8 · The unity of a plot does not consist, as some suppose, in its having one man as its subject. An infinity of things befall that one man, some of which it is impossible to reduce to unity; and in like manner there are many actions of one man which cannot be made to form one action. One sees, therefore, the mistake of all the [20] poets who have written a Heracleid, a Theseid, or similar poems; they suppose that, because Heracles was one man, the story also of Heracles must be one story. Homer, however, evidently understood this point quite well, whether by art or instinct, just in the same way as he excels the rest in every other respect. In writing [25] an Odyssey, he did not make the poem cover all that ever befell his hero—it befell him, for instance, to get wounded on Parnassus and also to feign madness at the time of the call to arms, but the two incidents had no necessary or probable connexion with one another—instead of doing that, he took as the subject of the Odyssey, as also of the Iliad, an action with a unity of the kind we are describing. [30] The truth is that, just as in the other imitative arts one imitation is always of one thing, so in poetry the story, as an imitation of action, must represent one action, a complete whole, with its several incidents so closely connected that the transposition or withdrawal of any one of them will disjoin and dislocate the whole. For that [35] which makes no perceptible difference by its presence or absence is no real part of the whole.

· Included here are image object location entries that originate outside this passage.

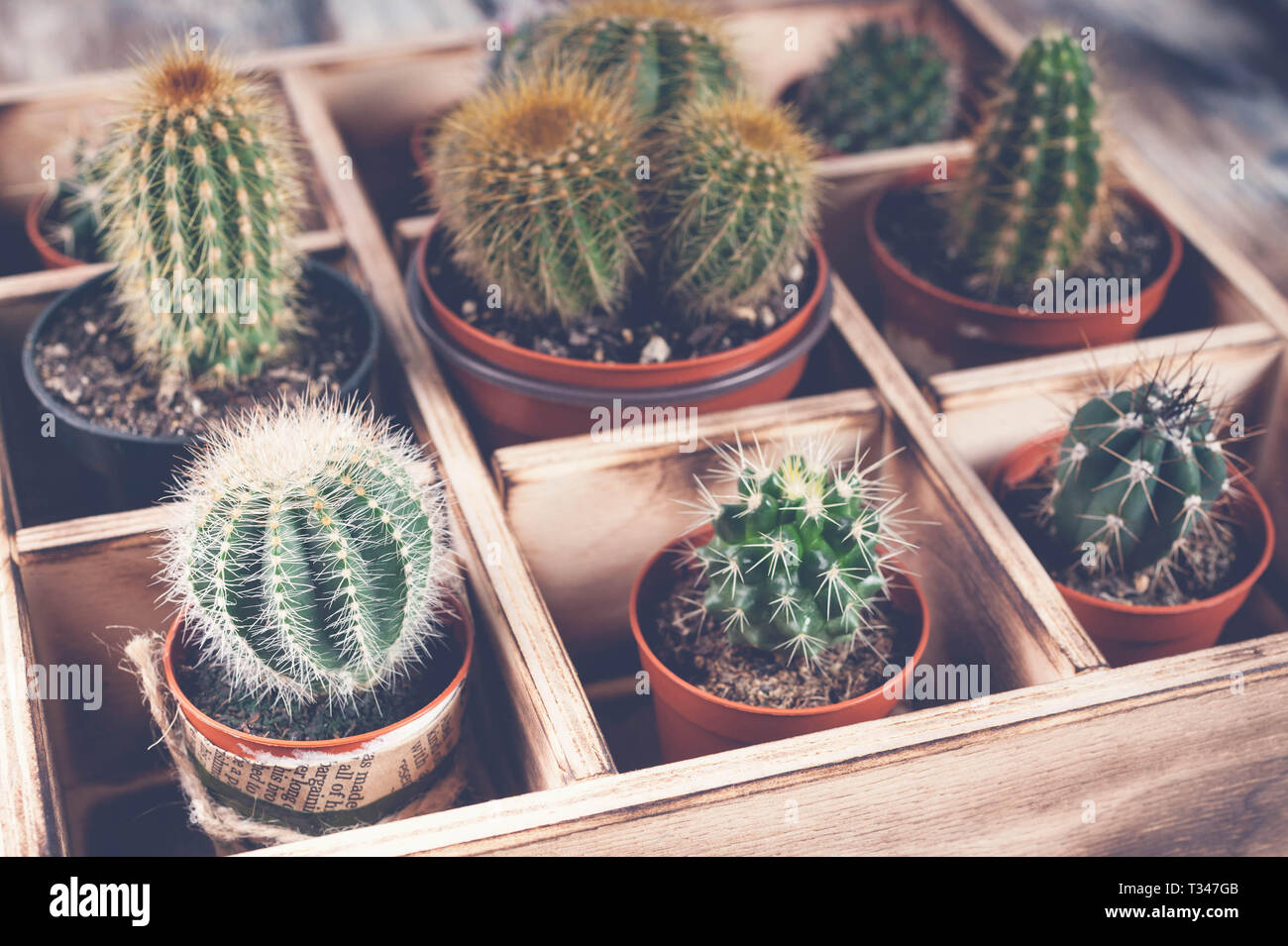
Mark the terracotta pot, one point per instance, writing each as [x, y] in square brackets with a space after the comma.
[522, 394]
[694, 722]
[312, 784]
[1129, 633]
[53, 259]
[934, 330]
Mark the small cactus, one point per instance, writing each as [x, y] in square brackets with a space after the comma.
[535, 179]
[201, 185]
[666, 53]
[308, 556]
[802, 551]
[880, 89]
[1138, 469]
[737, 202]
[1035, 196]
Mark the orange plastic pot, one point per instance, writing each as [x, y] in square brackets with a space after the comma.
[932, 327]
[1129, 633]
[692, 722]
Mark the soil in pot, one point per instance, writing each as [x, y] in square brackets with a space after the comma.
[634, 336]
[694, 646]
[1211, 567]
[84, 360]
[912, 220]
[210, 691]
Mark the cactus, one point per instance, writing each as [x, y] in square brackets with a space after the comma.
[201, 185]
[735, 203]
[309, 559]
[1035, 194]
[1138, 469]
[802, 553]
[535, 181]
[666, 53]
[880, 89]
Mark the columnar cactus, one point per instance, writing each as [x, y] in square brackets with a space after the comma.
[201, 185]
[1138, 469]
[308, 555]
[880, 89]
[1035, 193]
[735, 205]
[800, 553]
[664, 52]
[535, 179]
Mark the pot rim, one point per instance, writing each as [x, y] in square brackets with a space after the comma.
[616, 368]
[459, 622]
[64, 415]
[802, 713]
[912, 179]
[1250, 497]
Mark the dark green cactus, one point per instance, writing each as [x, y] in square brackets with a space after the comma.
[800, 554]
[735, 203]
[1138, 469]
[309, 558]
[201, 187]
[880, 89]
[1034, 197]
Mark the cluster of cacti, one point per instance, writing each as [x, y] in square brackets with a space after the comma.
[802, 554]
[1138, 469]
[1034, 197]
[883, 88]
[308, 555]
[201, 187]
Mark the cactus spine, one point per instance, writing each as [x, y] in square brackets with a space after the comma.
[1035, 193]
[802, 550]
[535, 180]
[201, 185]
[735, 205]
[880, 89]
[308, 556]
[1138, 469]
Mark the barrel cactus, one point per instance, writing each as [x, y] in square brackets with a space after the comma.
[665, 53]
[1035, 196]
[737, 201]
[880, 89]
[1138, 470]
[802, 553]
[201, 185]
[308, 555]
[535, 180]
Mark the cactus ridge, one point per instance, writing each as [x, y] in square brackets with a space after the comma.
[308, 555]
[735, 202]
[201, 184]
[1035, 196]
[803, 550]
[881, 88]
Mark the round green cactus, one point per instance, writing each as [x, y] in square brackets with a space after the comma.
[200, 202]
[1035, 196]
[880, 89]
[1137, 470]
[737, 202]
[535, 179]
[800, 554]
[308, 556]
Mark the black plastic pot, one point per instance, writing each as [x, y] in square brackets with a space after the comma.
[137, 469]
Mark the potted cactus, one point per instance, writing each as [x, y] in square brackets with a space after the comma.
[209, 306]
[580, 258]
[786, 611]
[1142, 517]
[881, 88]
[1026, 249]
[318, 636]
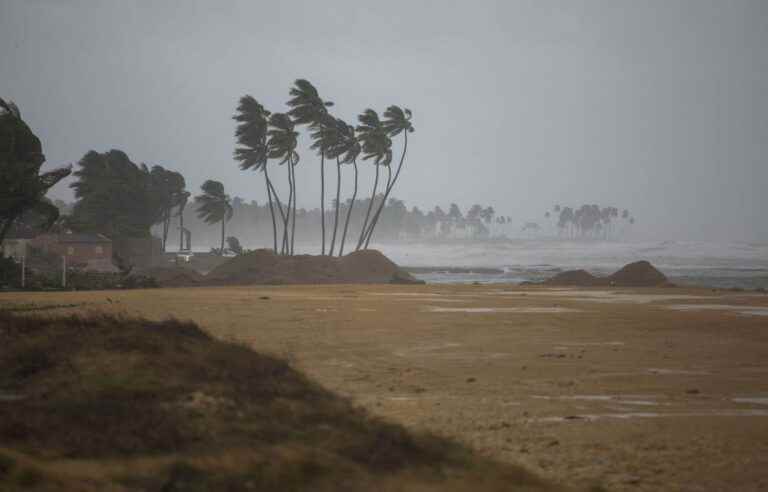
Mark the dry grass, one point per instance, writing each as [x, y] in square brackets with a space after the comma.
[104, 402]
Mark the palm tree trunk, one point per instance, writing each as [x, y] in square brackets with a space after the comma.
[277, 200]
[368, 213]
[271, 209]
[181, 230]
[6, 227]
[349, 212]
[338, 197]
[381, 206]
[293, 224]
[390, 185]
[287, 220]
[322, 199]
[223, 225]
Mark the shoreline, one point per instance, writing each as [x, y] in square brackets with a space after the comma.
[638, 389]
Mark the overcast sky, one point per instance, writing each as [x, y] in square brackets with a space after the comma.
[657, 106]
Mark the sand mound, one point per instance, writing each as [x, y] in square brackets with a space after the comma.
[263, 266]
[638, 274]
[581, 278]
[174, 276]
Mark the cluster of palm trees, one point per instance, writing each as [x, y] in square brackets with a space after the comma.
[588, 220]
[264, 137]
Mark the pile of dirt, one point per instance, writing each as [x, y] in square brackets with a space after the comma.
[174, 276]
[263, 266]
[117, 403]
[638, 274]
[579, 278]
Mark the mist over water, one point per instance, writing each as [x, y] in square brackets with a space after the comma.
[725, 265]
[736, 264]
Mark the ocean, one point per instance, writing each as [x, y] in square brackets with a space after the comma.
[722, 265]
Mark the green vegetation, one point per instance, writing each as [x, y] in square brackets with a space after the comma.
[101, 402]
[588, 220]
[22, 187]
[262, 135]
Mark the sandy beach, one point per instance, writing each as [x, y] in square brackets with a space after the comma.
[645, 389]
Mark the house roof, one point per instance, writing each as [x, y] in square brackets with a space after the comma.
[83, 238]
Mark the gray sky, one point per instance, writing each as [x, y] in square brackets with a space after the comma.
[658, 106]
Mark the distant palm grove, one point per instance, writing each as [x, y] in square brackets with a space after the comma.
[124, 199]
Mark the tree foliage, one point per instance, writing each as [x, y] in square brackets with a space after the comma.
[117, 197]
[22, 186]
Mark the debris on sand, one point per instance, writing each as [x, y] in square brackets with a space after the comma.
[263, 266]
[637, 274]
[174, 276]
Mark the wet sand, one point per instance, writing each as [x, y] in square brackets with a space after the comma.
[620, 387]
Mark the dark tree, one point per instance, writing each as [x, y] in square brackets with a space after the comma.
[22, 187]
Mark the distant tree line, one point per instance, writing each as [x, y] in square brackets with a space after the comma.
[591, 221]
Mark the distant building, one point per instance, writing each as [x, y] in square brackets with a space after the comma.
[90, 251]
[16, 244]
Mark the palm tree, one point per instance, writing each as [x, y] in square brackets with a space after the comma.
[214, 206]
[308, 108]
[396, 121]
[346, 151]
[22, 187]
[376, 145]
[183, 199]
[281, 144]
[251, 133]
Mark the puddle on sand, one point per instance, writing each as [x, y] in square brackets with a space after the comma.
[653, 415]
[607, 296]
[750, 310]
[681, 372]
[521, 310]
[426, 348]
[757, 400]
[624, 400]
[591, 344]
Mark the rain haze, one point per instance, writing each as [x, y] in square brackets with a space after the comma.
[402, 245]
[655, 106]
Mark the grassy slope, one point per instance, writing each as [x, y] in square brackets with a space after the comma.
[104, 403]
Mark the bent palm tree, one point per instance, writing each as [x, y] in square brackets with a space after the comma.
[308, 108]
[376, 145]
[214, 206]
[281, 144]
[338, 142]
[351, 149]
[251, 134]
[22, 187]
[396, 121]
[183, 199]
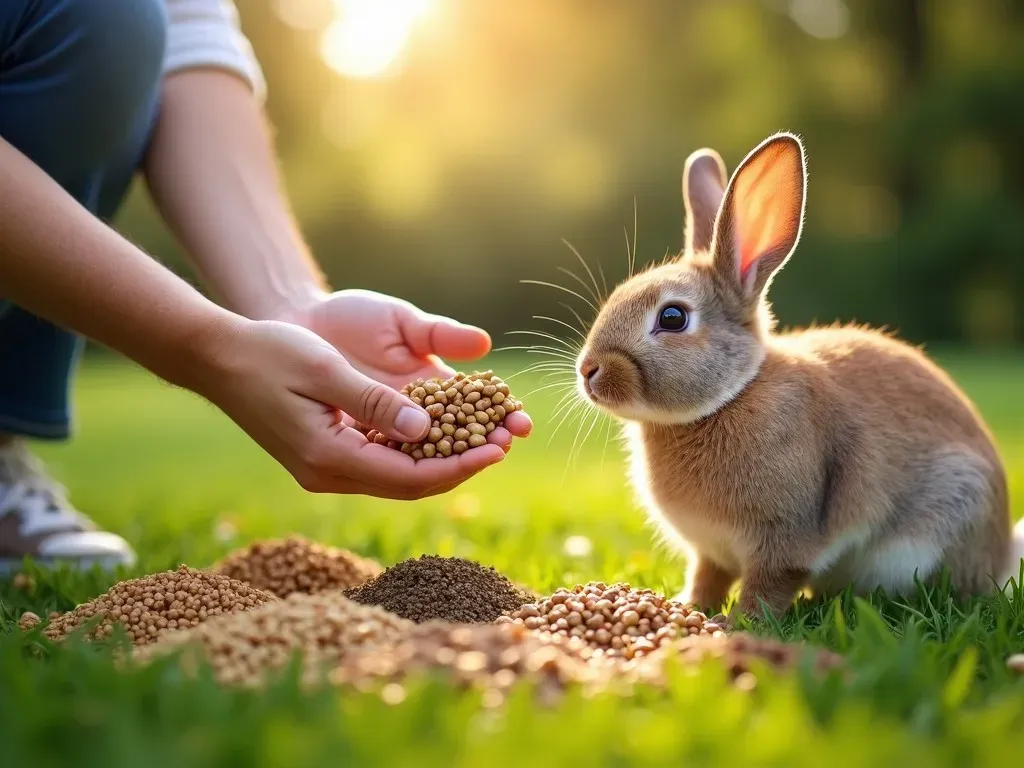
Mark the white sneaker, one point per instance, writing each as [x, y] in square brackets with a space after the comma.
[38, 521]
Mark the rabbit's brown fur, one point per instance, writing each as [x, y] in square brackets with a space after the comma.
[820, 458]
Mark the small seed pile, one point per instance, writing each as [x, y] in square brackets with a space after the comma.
[444, 588]
[616, 620]
[243, 648]
[158, 603]
[491, 657]
[295, 564]
[464, 411]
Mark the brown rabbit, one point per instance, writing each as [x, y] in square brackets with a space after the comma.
[820, 458]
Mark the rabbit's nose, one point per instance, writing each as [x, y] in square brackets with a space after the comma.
[588, 369]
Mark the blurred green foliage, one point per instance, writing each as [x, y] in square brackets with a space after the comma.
[504, 127]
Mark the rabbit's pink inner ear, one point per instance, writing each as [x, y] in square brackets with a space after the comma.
[704, 186]
[768, 200]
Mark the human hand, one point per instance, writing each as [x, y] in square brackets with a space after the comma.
[393, 342]
[297, 396]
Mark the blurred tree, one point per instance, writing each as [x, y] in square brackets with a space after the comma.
[501, 128]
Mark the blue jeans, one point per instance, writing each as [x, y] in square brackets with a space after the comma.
[79, 95]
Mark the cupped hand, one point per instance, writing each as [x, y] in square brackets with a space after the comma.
[296, 396]
[394, 342]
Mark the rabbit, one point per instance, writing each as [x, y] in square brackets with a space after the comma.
[815, 459]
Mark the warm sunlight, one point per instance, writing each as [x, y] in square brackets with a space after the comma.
[368, 36]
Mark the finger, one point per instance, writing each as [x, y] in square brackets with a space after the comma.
[433, 335]
[518, 423]
[369, 402]
[379, 465]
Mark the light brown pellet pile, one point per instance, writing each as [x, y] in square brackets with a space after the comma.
[491, 657]
[159, 603]
[242, 648]
[614, 620]
[295, 564]
[464, 411]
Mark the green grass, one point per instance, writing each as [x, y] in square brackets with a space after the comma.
[928, 683]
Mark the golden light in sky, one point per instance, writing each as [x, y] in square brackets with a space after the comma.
[367, 37]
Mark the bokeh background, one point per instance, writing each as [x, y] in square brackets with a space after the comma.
[440, 150]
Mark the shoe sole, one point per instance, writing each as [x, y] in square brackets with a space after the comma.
[105, 562]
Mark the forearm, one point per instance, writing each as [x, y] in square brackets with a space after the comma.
[60, 262]
[211, 171]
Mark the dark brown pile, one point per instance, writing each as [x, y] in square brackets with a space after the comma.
[294, 565]
[450, 589]
[158, 603]
[619, 621]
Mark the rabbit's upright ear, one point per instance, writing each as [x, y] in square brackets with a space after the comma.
[762, 214]
[704, 187]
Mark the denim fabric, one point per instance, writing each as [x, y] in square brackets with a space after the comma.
[79, 95]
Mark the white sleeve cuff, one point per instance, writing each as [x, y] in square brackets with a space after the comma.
[207, 33]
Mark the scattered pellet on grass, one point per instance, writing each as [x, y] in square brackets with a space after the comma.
[615, 620]
[493, 657]
[450, 589]
[158, 603]
[24, 582]
[739, 653]
[244, 648]
[295, 564]
[489, 657]
[463, 409]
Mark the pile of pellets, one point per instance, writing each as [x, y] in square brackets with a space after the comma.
[449, 589]
[295, 564]
[245, 648]
[159, 603]
[615, 620]
[464, 410]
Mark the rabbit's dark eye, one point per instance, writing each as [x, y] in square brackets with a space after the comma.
[673, 317]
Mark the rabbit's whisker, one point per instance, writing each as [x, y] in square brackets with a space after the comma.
[562, 384]
[541, 349]
[583, 326]
[597, 291]
[544, 335]
[561, 323]
[561, 288]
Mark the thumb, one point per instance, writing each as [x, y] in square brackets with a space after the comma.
[374, 404]
[433, 335]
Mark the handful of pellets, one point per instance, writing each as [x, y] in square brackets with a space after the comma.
[464, 410]
[616, 621]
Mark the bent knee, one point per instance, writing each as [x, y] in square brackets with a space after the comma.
[117, 50]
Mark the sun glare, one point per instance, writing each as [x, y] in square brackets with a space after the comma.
[367, 37]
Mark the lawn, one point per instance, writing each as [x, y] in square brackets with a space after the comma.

9 · From what we have said it will be seen that the poet’s function is to describe, not the thing that has happened, but a kind of thing that might happen, i.e. what is possible as being probable or necessary. The distinction between historian and poet is not in the one writing prose and the other verse—you might put the work [1451b1] of Herodotus into verse, and it would still be a species of history; it consists really in this, that the one describes the thing that has been, and the other a kind of thing that might be. Hence poetry is something more philosophic and of graver import than [5] history, since its statements are of the nature rather of universals, whereas those of history are singulars. By a universal statement I mean one as to what such or such a kind of man will probably or necessarily say or do—which is the aim of poetry, though it affixes proper names to the characters; by a singular statement, one as to [10] what, say, Alcibiades did or had done to him. In comedy this has
become clear by this time; it is only when their plot is already made up of probable incidents that they give it a basis of proper names, choosing for the purpose any names that may occur to them, instead of writing like the old iambic poets about particular persons. In Tragedy, however, they still adhere to the historic names; and for this reason: [15] what convinces is the possible; now whereas we are not yet sure as to the possibility of that which has not happened, that which has happened is manifestly possible, otherwise it would not have happened. Nevertheless even in tragedy there are some plays with but one or two known names in them, the rest being inventions; and there [20] are some without a single known name, e.g. Agathon’s Antheus, in which both incidents and names are of the poet’s invention; and it is no less delightful on that account. So that one must not aim at a rigid adherence to the traditional stories on which tragedies are based. It would be absurd, in fact, to do so, as even the known [25] stories are only known to a few, though they are a delight none the less to all.
It is evident from the above that the poet must be more the poet of his plots than of his verses, inasmuch as he is a poet by virtue of the imitative element in his work, and it is actions that he imitates. And if he should come to take a subject from actual history, he is none the less a poet for that; since some historic occurrences [30] may very well be in the probable order of things; and it is in that aspect of them that he is their poet.